Wall and brambles, IG11
Will Eckersley.
What does London Nights mean to you? What do you think of when you think of the city after dark?
The old expression to “make hay while the sun shines” posits that we should work hard whenever conditions are good enough to allow it. However, this becomes problematic in a world that’s increasingly unbounded by the cycle of day and night – that is ‘on’ 24/7. Should we be working all the time? In the past, night-time had a vital role in relaxation, revelry, and spiritual practices. I think it’s important to reclaim the night for those, especially in the city.
In fact, I'll be talking about this at the museum's Illuminating the Night evening on 28 September 2018. I hope to explore this through Heidegger’s contrast between meditative and calculative thinking.

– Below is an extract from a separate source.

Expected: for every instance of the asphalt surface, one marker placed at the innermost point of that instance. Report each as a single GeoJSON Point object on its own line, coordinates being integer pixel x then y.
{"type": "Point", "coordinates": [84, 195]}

In a huge simplification of his philosophy (which is mostly beyond my understanding), he sought to critique the hugely influential dualism of Descartes in which we see ourselves as subjects, and the world and other people as objects.
This view is in fact fundamental to Western thought and has persisted from the ancient Greeks to the present. Because it is so orthodox – totally embedded in all of our culture, science, and politics – we aren’t even aware of it as anything other than common sense.
Heidegger identified this, and argued that world and others, thus objectified, become like mere ‘resources’ that we constantly and unwittingly manipulate in this ‘calculative’ mode of thinking. He doesn’t mean that we all act entirely cynically, more that this mode of ‘calculative’ thinking leads to us viewing every thing, person and situation as a possible means to something else, rather than an end in itself.
For example, what does it mean to just ‘be’ in the presence of a tree without an awareness of it as possible timber for firewood, a shelter, a canoe? Simply ‘being’ like that (what he called dasein, ‘being here’) opens the possibility for meditative thought.
In other words, night as a time to just ‘be’, to wander, to enjoy food and drink, to create, to pray, to dance, to be bored, to do things without purpose.